We have three databases/tables of interest:
- [[ https://wikitech.wikimedia.org/wiki/Analytics/EventLogging | Event logging ]] (what you will use for Task 1)
- Once ssh'd into stat1002 or stat1003: run `mysql -h analytics-store.eqiad.wmnet` to open the mysql command line interface
- In R (on stat1002), install our internal "[[ https://github.com/wikimedia/wikimedia-discovery-wmf/ | wmf ]]" package and use `wmf::build_query()` to execute queries and get that data into R
- Install **wmf** via `devtools::install_git('https://gerrit.wikimedia.org/r/wikimedia/discovery/wmf')`
- [[ https://wikitech.wikimedia.org/wiki/Analytics/Data/Webrequest | Webrequests ]] (accessed via [[ https://wikitech.wikimedia.org/wiki/Analytics/Cluster/Hive | Hive ]])
- [[ https://wikitech.wikimedia.org/wiki/Analytics/Data/Cirrus | Cirrus searches ]] (also accessed via Hive)
**//You need to know what they are, their structures, how to operate within them (e.g. aggregations and UDFs inside of Hive), and how to get data out of them for analysis with R/Python/whatever because like 99% of your job description will require you to use this data.//** So thorough knowledge is very important.
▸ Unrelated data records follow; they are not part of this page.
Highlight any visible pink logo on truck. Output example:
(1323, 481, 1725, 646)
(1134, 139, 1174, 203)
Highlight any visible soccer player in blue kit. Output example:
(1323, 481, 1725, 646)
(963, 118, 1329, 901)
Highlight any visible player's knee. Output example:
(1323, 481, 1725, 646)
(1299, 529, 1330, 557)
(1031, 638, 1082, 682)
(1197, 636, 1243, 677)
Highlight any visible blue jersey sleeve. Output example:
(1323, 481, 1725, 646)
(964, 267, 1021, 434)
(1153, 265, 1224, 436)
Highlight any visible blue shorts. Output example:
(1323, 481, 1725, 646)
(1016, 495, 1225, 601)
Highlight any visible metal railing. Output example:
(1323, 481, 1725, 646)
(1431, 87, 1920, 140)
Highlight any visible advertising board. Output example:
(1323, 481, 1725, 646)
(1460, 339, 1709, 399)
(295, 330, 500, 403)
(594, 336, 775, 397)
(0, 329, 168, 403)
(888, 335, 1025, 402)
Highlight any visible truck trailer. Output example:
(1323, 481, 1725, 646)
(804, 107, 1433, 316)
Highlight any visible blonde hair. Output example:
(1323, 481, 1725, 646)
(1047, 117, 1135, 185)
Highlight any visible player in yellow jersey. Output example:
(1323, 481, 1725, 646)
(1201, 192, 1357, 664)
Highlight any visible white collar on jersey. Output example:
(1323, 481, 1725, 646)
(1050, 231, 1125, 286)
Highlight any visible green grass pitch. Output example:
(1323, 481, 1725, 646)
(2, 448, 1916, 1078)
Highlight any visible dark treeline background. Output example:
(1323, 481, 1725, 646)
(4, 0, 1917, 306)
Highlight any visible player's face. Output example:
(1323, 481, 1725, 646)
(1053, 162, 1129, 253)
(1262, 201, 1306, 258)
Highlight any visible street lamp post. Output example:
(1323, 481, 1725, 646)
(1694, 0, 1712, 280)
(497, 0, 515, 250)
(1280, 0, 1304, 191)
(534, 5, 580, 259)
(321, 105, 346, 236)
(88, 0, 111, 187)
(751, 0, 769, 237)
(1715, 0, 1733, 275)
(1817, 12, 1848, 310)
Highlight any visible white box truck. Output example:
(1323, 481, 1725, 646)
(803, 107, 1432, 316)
For more info on these db's, see: https://meta.wikimedia.org/wiki/Discovery/Analytics#Databases_and_Datasets
This task will be split up into 3 sub-tasks, each for learning one of those databases/tables:
- T143137 is for learning event logging data.
- T143762 is for learning web requests data and working with Hive/Hadoop.
- T_____ will be for learning cirrus search requests data.